Jim Masson (via e-mail)
I enjoyed reading your article on Mildred Cohn, “A First Lady of Chemistry” (Summer 2010, p. 13). While academic tenure was not granted to Dr. Cohn until she moved to the University of Pennsylvania, the opportunity for her career to flourish as an independent research scientist began during her time at Washington University in St. Louis in the Cori department. Her connection with the American Heart Association began in 1953 as one of the early recipients of the AHA’s Established Investigator Awards. She appeared as first or second author on all but one of the 14 papers that she published while at Washington University. At the time of her departure she held the title of Research Associate Professor. On a separate point, her research did not help to determine the structure of ATP but rather to determine the mechanism of reactions that use ATP.

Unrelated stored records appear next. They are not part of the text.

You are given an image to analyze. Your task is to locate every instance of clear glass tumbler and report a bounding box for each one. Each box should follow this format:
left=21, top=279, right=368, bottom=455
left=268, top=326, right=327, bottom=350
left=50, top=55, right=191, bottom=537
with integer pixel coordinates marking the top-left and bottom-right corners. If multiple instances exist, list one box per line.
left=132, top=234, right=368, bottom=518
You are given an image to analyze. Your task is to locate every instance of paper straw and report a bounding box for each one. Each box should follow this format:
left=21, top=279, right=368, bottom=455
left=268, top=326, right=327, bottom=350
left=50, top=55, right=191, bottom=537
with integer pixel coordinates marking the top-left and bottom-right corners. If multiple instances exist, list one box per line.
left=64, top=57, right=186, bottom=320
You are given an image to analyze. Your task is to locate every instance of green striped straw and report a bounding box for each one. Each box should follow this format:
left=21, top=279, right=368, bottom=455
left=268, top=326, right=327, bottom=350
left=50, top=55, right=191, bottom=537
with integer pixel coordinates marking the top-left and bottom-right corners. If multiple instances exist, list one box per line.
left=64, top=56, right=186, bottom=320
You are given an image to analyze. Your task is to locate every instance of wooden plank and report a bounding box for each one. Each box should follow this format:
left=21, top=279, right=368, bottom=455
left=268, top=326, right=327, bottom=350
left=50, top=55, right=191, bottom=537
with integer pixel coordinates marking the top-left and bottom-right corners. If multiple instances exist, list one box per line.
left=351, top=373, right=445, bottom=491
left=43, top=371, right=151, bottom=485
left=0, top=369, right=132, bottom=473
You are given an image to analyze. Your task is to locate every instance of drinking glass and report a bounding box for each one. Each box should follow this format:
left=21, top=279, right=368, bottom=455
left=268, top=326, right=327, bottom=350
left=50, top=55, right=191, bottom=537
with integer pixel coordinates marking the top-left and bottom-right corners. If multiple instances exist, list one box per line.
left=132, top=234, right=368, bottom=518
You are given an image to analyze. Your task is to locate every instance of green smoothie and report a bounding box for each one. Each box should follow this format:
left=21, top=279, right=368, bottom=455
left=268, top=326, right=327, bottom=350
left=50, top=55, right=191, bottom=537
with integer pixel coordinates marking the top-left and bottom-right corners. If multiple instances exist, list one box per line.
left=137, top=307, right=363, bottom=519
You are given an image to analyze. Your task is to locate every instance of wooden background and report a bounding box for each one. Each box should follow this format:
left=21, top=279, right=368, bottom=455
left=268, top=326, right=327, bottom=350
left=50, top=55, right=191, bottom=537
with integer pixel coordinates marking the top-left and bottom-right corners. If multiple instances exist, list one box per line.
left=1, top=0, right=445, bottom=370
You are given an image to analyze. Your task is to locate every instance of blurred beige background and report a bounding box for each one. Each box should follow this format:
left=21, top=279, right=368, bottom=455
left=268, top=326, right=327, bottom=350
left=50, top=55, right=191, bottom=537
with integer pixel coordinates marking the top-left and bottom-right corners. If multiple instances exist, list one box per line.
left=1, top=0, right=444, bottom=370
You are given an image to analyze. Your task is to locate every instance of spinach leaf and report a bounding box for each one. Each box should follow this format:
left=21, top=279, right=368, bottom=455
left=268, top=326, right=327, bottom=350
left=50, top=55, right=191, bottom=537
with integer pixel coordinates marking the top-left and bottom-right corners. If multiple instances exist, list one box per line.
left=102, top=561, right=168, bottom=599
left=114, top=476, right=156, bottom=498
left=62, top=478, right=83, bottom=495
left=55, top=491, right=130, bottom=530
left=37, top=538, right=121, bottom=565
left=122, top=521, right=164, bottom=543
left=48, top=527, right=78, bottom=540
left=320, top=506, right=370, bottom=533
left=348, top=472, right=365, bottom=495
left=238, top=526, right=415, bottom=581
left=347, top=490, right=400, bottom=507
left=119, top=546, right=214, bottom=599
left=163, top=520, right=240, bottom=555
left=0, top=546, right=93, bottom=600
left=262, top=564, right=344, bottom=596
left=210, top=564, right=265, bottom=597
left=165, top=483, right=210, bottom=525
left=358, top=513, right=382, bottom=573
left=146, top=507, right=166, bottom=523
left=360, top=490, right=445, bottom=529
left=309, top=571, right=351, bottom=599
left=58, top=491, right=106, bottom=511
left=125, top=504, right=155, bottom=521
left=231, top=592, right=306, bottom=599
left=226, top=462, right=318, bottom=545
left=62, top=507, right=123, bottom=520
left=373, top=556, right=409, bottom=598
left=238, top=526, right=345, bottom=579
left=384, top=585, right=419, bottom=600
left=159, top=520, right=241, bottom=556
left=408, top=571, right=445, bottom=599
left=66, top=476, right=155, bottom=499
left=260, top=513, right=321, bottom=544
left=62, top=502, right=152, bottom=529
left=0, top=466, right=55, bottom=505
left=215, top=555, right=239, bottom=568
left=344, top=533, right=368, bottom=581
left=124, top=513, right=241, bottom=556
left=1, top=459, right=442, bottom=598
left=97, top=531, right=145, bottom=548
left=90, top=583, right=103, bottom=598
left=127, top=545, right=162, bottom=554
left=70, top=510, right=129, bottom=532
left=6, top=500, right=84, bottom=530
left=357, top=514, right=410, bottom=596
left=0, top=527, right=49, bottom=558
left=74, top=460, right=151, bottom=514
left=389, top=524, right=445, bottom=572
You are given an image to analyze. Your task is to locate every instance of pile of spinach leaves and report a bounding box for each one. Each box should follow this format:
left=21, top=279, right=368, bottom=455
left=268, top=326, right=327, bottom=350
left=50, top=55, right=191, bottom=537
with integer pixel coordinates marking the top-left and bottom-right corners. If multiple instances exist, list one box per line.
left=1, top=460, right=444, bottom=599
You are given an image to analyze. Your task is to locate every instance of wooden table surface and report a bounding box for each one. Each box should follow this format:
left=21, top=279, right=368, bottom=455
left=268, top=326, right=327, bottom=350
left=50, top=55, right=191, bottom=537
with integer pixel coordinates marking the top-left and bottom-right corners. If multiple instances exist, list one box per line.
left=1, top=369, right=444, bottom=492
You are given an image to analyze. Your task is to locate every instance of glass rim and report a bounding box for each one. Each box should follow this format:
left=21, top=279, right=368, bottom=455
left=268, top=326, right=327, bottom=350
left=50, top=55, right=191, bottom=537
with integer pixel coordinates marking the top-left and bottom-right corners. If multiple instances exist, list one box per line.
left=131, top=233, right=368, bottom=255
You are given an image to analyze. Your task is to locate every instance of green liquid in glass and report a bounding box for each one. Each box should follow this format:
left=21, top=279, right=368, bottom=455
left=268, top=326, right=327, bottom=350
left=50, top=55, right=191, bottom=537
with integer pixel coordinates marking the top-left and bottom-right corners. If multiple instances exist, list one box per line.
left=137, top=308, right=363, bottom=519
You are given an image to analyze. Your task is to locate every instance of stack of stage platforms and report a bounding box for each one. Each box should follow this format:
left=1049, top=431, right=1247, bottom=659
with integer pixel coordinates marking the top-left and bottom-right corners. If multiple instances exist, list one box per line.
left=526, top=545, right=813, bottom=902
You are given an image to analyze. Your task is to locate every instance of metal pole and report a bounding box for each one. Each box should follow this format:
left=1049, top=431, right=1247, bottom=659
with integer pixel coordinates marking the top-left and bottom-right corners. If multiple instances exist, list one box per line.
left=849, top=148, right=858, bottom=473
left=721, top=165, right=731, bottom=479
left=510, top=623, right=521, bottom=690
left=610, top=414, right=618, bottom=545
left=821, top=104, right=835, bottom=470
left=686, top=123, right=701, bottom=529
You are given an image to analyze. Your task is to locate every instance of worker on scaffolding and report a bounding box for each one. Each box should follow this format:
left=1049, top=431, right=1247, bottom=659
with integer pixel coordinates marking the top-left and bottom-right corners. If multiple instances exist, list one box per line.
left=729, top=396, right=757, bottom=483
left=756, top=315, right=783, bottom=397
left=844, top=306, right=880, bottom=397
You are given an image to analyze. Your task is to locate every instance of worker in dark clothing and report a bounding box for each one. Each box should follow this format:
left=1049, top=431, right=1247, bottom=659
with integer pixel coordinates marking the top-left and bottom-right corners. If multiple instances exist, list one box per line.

Michael A. Grayson (via e-mail)
One aspect of John William Draper’s life (“Across the Spectrum,” Summer 2010, p. 8) is little known. Draper was married to a Brazilian woman whose British father was a professor of chemistry in Rio de Janeiro and whose mother was a lady-in-waiting to the Portuguese queen. In 1808 the Portuguese royal family, fleeing Napoleon’s invasion, took refuge in Brazil, thus making Rio de Janeiro the de facto capital of the Portuguese Empire. They remained in Brazil for 13 years, during which time many institutions were created, several of them dealing with science. This includes the Royal Military Academy, where the first regular course of chemistry in the country was set up in 1810. The professor appointed to the chair of chemistry was Daniel Gardner, who married a lady-in-waiting and namesake of the Portuguese queen, Carlota Joaquina de Paiva Pereira Gardner. After Gardner’s retirement in 1825 the family went to England, where their daughter, Antônia Caetana de Paiva Pereira Gardner, would later marry John William Draper.
Carlos A. L. Filgueiras, Department of Chemistry – UFMG (Belo Horizonte - MG Brazil)
Editors’ Note: On page 30 (“Chemical Relations,” Summer 2010) Walter Hückel is listed as the theoretician who proposed a general theory based on the number of electrons in a ring compound. In fact, it was his brother Erich who proposed the theory. We regret the error.